Norient kommt das Verdienst zu, die journalistische Aufarbeitung dessen, was man als Weltmusik oder «World Music» bezeichnet, aus der Ecke des Orchideenfachs Ethnomusikologie geholt zu haben. Das Onlinemagazin war bei seiner Gründung vor rund zwanzig Jahren ein notwendiges Statement dagegen, die Folkloren der Welt propagandistisch-nationalistischen Kreisen zu überlassen.
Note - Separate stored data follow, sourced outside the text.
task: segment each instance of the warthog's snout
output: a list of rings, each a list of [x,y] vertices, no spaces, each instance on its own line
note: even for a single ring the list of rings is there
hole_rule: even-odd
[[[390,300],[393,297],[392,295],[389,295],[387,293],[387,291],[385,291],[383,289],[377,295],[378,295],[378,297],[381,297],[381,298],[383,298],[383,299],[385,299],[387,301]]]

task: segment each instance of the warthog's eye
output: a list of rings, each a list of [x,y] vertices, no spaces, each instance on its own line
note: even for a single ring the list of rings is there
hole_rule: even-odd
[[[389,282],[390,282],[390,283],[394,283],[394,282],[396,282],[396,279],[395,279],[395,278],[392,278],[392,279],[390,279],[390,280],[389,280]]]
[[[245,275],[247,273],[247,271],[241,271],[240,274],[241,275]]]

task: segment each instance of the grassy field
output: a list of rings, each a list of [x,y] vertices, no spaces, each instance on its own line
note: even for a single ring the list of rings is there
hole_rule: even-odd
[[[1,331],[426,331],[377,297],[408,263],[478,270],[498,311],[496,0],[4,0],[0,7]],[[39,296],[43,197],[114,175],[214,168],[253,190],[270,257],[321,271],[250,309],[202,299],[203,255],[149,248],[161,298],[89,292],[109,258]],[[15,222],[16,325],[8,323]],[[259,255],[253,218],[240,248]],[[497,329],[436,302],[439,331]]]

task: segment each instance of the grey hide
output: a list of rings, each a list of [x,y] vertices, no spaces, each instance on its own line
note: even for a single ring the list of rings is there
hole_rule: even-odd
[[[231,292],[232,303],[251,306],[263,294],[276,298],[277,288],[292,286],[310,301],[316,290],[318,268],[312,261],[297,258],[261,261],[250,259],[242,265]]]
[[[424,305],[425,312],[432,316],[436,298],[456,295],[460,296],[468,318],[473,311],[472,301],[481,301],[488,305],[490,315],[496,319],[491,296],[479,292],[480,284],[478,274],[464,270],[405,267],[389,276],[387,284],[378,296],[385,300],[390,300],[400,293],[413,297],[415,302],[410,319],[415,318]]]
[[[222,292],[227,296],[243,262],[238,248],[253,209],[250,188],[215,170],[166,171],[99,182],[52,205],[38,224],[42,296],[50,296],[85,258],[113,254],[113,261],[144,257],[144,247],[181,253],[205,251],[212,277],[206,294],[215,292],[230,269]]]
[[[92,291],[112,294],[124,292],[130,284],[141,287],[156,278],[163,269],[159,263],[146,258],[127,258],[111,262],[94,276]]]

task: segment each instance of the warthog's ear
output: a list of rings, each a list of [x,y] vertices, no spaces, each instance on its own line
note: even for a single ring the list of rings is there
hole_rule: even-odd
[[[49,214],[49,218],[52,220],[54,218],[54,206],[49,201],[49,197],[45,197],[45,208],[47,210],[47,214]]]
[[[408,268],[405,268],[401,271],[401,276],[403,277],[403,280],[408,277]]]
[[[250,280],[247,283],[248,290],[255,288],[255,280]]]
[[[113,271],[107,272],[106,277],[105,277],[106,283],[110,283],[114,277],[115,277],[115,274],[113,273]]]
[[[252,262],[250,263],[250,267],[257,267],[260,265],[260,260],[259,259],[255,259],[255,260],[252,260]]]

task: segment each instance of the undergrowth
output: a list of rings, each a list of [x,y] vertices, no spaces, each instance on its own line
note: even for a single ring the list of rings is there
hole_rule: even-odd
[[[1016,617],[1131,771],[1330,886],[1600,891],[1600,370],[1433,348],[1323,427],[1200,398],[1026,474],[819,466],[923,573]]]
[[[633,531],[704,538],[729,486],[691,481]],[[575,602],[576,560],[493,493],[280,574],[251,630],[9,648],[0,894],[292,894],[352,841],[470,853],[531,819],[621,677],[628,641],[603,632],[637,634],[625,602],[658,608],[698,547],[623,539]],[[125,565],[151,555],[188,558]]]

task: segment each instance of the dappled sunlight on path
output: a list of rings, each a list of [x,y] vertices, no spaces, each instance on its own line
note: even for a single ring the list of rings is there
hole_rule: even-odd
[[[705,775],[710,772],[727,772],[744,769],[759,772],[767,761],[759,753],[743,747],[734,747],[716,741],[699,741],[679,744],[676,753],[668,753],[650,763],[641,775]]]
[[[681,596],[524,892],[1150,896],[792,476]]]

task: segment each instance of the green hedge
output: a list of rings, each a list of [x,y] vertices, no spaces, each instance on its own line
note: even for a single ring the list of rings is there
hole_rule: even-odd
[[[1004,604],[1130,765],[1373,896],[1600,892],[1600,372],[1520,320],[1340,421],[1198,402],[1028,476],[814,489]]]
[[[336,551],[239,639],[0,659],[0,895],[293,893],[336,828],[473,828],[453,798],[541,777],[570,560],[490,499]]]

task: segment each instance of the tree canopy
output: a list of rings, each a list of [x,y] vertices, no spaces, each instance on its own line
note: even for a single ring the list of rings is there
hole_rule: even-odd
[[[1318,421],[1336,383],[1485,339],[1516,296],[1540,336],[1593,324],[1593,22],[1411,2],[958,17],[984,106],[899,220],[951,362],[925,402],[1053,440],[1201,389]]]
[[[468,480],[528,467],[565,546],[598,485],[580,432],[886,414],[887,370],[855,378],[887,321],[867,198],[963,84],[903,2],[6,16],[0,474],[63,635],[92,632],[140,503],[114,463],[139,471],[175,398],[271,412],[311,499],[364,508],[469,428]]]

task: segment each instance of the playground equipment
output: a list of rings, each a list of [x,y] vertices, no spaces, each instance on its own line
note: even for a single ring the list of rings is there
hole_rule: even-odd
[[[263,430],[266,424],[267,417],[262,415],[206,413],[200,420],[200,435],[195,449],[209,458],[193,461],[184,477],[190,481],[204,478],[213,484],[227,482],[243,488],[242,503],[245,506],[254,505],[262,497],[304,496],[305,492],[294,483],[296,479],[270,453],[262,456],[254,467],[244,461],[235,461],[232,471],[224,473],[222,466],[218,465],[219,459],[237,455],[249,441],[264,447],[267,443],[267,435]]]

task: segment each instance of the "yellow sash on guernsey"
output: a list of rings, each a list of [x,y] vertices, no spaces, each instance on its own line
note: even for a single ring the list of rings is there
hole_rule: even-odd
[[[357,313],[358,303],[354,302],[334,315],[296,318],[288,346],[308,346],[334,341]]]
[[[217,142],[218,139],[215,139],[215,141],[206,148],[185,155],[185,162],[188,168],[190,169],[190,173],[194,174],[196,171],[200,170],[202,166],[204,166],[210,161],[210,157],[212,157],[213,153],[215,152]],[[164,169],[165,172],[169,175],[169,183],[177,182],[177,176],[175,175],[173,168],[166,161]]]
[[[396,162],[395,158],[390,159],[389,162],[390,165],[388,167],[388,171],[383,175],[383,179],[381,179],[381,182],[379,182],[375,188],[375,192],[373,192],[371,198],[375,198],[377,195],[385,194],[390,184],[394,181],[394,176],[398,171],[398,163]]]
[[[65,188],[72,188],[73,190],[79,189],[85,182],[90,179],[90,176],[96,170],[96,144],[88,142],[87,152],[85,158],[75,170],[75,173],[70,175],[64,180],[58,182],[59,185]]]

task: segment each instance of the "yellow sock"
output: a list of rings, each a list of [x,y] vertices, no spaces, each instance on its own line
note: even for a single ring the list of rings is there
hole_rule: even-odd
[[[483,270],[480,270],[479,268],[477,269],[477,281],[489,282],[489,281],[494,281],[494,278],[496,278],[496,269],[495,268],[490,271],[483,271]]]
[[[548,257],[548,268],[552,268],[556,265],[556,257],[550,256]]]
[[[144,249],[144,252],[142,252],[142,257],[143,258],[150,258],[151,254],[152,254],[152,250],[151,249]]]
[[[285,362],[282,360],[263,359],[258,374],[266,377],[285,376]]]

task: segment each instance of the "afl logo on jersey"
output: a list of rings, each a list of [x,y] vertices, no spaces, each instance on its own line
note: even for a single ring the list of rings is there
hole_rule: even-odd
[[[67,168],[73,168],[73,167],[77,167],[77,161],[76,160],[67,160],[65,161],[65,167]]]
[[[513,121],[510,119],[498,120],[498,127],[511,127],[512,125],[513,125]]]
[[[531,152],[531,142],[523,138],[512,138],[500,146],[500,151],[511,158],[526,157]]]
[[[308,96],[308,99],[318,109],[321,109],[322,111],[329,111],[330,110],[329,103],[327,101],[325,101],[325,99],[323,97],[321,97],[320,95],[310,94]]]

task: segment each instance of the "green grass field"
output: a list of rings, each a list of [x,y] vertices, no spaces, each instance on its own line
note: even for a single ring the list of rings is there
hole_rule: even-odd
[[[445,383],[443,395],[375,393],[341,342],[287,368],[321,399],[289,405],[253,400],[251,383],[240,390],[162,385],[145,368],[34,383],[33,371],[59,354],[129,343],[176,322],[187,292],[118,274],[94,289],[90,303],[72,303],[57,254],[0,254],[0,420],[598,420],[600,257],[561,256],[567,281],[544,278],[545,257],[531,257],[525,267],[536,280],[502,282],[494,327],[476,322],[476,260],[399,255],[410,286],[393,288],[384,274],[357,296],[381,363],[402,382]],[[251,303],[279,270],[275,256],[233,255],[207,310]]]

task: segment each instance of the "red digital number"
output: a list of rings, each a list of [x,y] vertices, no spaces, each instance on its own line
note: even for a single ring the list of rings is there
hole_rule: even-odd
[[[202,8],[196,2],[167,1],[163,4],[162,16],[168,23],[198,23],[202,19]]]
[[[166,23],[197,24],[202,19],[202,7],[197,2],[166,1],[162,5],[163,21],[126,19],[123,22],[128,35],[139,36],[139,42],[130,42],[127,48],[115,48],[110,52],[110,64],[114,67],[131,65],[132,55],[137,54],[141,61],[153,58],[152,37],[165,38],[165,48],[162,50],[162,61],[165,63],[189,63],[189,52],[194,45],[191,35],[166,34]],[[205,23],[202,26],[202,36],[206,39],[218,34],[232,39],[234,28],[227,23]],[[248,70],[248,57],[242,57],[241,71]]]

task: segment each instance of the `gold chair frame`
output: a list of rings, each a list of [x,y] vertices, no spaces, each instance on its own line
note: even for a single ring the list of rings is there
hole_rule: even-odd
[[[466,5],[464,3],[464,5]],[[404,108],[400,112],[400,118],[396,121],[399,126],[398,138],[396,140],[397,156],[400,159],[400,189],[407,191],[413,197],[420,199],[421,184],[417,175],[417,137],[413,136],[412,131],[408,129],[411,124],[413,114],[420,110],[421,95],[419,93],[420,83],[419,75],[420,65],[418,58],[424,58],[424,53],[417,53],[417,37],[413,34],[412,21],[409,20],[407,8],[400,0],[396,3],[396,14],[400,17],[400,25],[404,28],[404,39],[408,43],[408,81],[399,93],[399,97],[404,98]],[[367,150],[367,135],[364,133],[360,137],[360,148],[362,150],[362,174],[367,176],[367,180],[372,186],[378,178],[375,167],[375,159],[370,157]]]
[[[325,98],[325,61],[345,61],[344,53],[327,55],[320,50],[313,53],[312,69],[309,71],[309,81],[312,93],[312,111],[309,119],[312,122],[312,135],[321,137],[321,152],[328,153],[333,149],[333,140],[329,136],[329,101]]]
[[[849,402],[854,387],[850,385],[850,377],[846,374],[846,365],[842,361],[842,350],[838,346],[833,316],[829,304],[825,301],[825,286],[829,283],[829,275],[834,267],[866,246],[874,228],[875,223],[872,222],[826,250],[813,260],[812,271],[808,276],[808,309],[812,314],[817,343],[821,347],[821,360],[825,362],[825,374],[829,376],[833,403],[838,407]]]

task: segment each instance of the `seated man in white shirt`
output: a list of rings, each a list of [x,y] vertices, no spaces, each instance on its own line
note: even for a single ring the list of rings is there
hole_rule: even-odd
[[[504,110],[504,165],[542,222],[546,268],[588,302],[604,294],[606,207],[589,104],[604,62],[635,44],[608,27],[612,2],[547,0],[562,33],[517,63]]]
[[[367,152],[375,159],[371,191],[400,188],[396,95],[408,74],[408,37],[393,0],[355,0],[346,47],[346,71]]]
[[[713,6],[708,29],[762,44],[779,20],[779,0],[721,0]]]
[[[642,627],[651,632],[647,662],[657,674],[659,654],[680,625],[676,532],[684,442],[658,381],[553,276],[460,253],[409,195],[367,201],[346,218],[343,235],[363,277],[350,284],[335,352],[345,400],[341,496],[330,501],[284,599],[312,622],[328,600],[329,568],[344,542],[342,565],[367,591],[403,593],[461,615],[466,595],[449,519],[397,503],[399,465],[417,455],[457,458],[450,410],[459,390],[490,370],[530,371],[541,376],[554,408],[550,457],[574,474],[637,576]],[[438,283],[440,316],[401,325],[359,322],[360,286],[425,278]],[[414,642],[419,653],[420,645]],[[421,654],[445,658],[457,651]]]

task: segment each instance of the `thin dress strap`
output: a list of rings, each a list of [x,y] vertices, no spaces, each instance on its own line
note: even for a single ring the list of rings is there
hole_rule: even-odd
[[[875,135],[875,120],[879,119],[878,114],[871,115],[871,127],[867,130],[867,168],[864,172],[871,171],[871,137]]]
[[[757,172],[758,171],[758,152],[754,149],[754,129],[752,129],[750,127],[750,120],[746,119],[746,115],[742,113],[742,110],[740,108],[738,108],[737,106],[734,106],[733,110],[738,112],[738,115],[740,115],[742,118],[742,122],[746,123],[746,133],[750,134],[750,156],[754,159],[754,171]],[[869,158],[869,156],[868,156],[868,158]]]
Am mitgelieferten Themenraster des Neuauftrittes lässt sich ablesen, dass links-urbane Präferenzen nun noch stärker in den Vordergrund rücken: Der Stichwortkatalog reicht von Aktivismus über Kolonialismus, Gegenkulturen, Ethik, Geschlechterrollen, Queer bis zu Technologie und Klimawandel.

Das Ziel ist laut der Eigendefinition der Plattform «die Unterstützung (sub-)kultureller Diversität, die Ausweitung des Horizonts und die Anregung des Dialoges zwischen Menschen, Kontinenten und Fachrichtungen». Dabei tappt die Plattform allerdings in die Falle der aktivistischen Vermischung von Form und Inhalt: Die Art der Präsentation ist nicht so werttolerant, dass sie die Hoffnung auf Horizontausweitung befördern würde. Die Gestaltung der Seite folgt typisch urban-ideologischen Gestaltungstrends. Das wirkt für Aussenstehende zwar originell, aber verwirrlich, ja chaotisch. Man fühlt sich als Nichteingeweihter ausgeschlossen. Schade, viele Beiträge wären auch für Andersdenkende anregend.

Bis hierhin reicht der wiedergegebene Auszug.